This is a collection of programs, scripts and descriptions to produce results in various publications. You can get the publications from the publication section of this webpage. Some of the code is relatively well documented, some isn’t. Feel free to use and modify the programs any way you want. If you need help understanding certain programs, I will try to help. But my time is limited, and for a lot of the old programs, I might not even remember anymore what exactly I did. That’s especially true for anything Matlab or Fortran since I haven’t used either in years.
TB Cough duration analysis - A zip file containing various supplementary R scripts and codebooks for a superspreading/supercoughing study in TB patients. The manuscript describing this work is currently under review.
TB-MAC UGA Model - A file containing the R code and description of the model that was used by us to produce the results described in a multi-model project on TB intervention analysis. The results are described in Houben et al. (2016) Lancet Global Health.
TB Persistence - A collection of R scripts to run the simulations described in our 2014 PLoS One publication “Modeling the potential impact of host population survival on the evolution of M. tuberculosis latency.”
Gapjunction ABM - An agent-based simulation, written for the freely available Netlogo platform. The code simulates gap junction mediated antigen transport during the local spread of virus and clearance by CTL. The simulation is described and used in Handel et al. 2009 JRSI.
Bacteria evolution simulation - A Matlab program that simulates the evolution of a bacterial population in repeated exponential growth and serial dilution cycles. A version of this code was used in Handel and Rozen 2009 BMC Evo Bio. Note that this uses the lightspeed collection of Matlab functions.
Compensatory Mutations - (sparsely documented) Matlab and Fortran programs to simulate the evolution and spread of drug resistance through compensatory mutations. Details about the mathematical model can be found in Handel et al (2006) PLoS Comp Bio.
I use the materials in this section for several of the classes and workshops I teach. You are of course free to use them independently from any of my courses.
DSAIDE - Dynamical Systems Approaches to Infectious Disease Epidemiology. This is an R package containing multiple Infectious Disease Epidemiology models that the user/student can run through a graphical user interface.
DSAIRM - Dynamical Systems Approach to Immune Response Modeling. This R package consists of a set of simulations (refered to here as apps) that teach within-host infection dynamics and immune response modeling from a dynamical system perspective. By manipulating the models through a graphical (Shiny) user interface and working through the provided instructions, you can learn about some important concepts of within-host and immmune response modeling.

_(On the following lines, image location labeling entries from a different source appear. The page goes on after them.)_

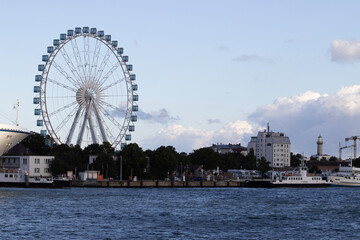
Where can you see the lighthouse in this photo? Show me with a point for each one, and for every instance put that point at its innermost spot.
(319, 146)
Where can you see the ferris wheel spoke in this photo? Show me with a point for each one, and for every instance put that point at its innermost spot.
(112, 120)
(112, 84)
(64, 73)
(103, 64)
(91, 125)
(65, 120)
(95, 58)
(109, 73)
(70, 63)
(73, 126)
(82, 130)
(78, 59)
(62, 109)
(72, 97)
(87, 64)
(61, 85)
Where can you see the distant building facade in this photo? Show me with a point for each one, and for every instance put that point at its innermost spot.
(35, 166)
(274, 146)
(229, 148)
(319, 153)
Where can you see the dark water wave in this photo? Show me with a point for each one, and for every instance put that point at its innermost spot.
(201, 213)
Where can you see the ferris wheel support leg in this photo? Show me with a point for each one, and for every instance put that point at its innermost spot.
(86, 116)
(71, 133)
(102, 130)
(93, 136)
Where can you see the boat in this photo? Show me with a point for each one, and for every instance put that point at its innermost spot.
(346, 177)
(301, 180)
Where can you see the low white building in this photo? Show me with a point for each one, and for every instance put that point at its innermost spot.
(89, 175)
(35, 166)
(274, 146)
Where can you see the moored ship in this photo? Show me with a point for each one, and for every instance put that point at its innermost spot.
(303, 180)
(346, 177)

YaRI = Yet another R Introduction - I always wanted to give something a name like that! This is a short introduction to R that I compiled and used for various courses I teach that are based on R. I wrote the YaRI tutorial several years ago. Since then, a lot of good R tutorials and teaching resources have become available. At this point, I don’t use YaRI much in my teaching anymore. The 2 I currently use and recommend are Datacamp and the Swirl R Package. Datacamp is more polished, feature rich and overall nicer, but requires you to pay a monthly fee to get full access (some content is free). Swirl is completely free. For further links to R (and other) resources, see the compilation of github lists mentioned below.
Lists with further resources, pertaining to learning R, Data Analysis, and other topics. - I maintain a compilation of links and bits of information related to my research and teaching on Github. Mainly as a quick look-up and reminder for myself, though others might find it useful too.
This section is mainly intended for potential group members so they know what they might be getting themselves into. If others profit from some of the information, even better.
Our current programming environment of choice is the free and Open Source software R. We use it for almost all of our projects. While not required, using R through R Studio makes working in R more user/beginner friendly. R Studio is also free. Almost all of our current writing is also done in the R ecosystem using Rmarkdown/bookdown/blogdown, etc.
In the past, we have used Netlogo, a free agent based simulation platform, for both teaching and research. It is fairly easy to program, has lots of examples and is quite flexible. The main disadvantage is that it’s not that fast.
Sometimes we need to do a bit of analytics. While Mathematica and Maple are the two main programs for analytical calculations, they are expensive. We have found that for our purpose, the freely available Maxima suffices.
If you need to regularly synchronzie files between different machines, Dropbox, is very useful. Dropbox even works nicely with large files, such as encrypted VeraCrypt containers. For more structured work and syncing between computers and users, Github is our preferred mode of work.
If you can get people to send you their data, great! But often, that fails, even if the data is already published. A great tool to extract data from figures is the free program Engauge Digitizer. The program Data Thief provides similar functionality.